For first-generation students, the sticker shock of college can cause unease, making you feel like you have to get into debt to afford it. According to a U.S. Department of Education study, most first-gen students have complicated feelings toward finances based on past experiences. This makes it more difficult to reach financial stability later on.
Being financially savvy in college is incredibly helpful for your future. We’ve put together seven tips to get you started on your financial wellness journey as you start college.
Open up a checking and savings account
Keeping your funds in a safe place will help keep you organized when it comes to money matters. For starters, if you receive more financial aid than you need to cover your semester or quarter, your refund will be deposited to you.
A savings account will come in handy for creating good money habits and even for keeping an emergency fund.
Consider getting a credit card
This is a big responsibility, but there are benefits when you use it sparingly and avoid debt. Building credit and maintaining it can help you rent an apartment after dorm life or buy a car. The trick is not to exceed your spending limit and pay off your balances every month.

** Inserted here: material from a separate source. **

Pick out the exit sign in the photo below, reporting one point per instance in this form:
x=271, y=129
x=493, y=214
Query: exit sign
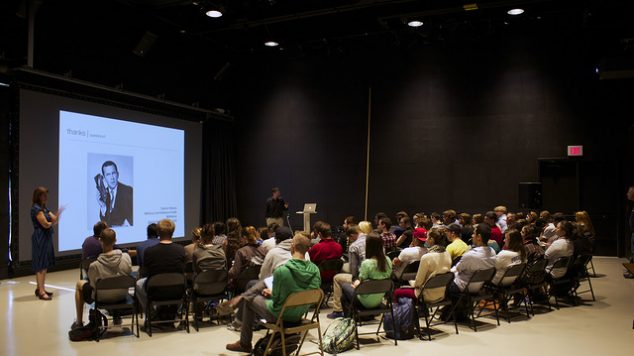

Credit card newbies can start off by making small purchases every month that you know you’ll pay off, like a streaming service. Then, you can start making slightly larger purchases – just don’t go overboard!
Budget, budget, budget!
Sit down every month to figure out your income and how much you’ll be able to spend on necessities. This can be done in a spreadsheet or a handwritten tracker. You should start prioritizing things you need instead of things you want.
The classic 50-30-20 rule is a good place to start: 50% of your funds should go towards necessities, 30% for wants, and 20% should be saved.
Control your spending
Even though it’s fun to get a $5 coffee before class, those seemingly small purchases can add up quickly. Instead, you can treat yourself after a big exam or at the end of a busy week.
Impulse buys happen to the best of us! First, you should ask yourself if it’s really something that you need. If you’re an online shopper, add what you want to your cart and check back a few days later to make sure you still want them.
Hay comida en la casa
If you live on campus and bought a meal plan, take full advantage, don’t skip meals! If you’re not on a school meal plan, you can plan and prep your meals ahead of time. This will save you money and time with your new busy schedule.
Going out and enjoying the nightlife is also a big part of the college experience. If you plan on doing something, make sure you budget for it and don’t overdo it.
Visit campus facilities
The money you pay in fees to your school goes towards the communal buildings. For example, you can get your sweat on at your school’s gym instead of getting a separate membership to a chain.
Textbooks: to buy new or used?
The notoriously expensive item is the bane of every college student’s existence. Rent or buy them used to avoid buying yours new.
If you want to save even more, textbook editions that are a year or two out of date will have most of the same information, but they’ll be a little cheaper. Check everywhere, from your school bookstore to online marketplaces, because prices will vary.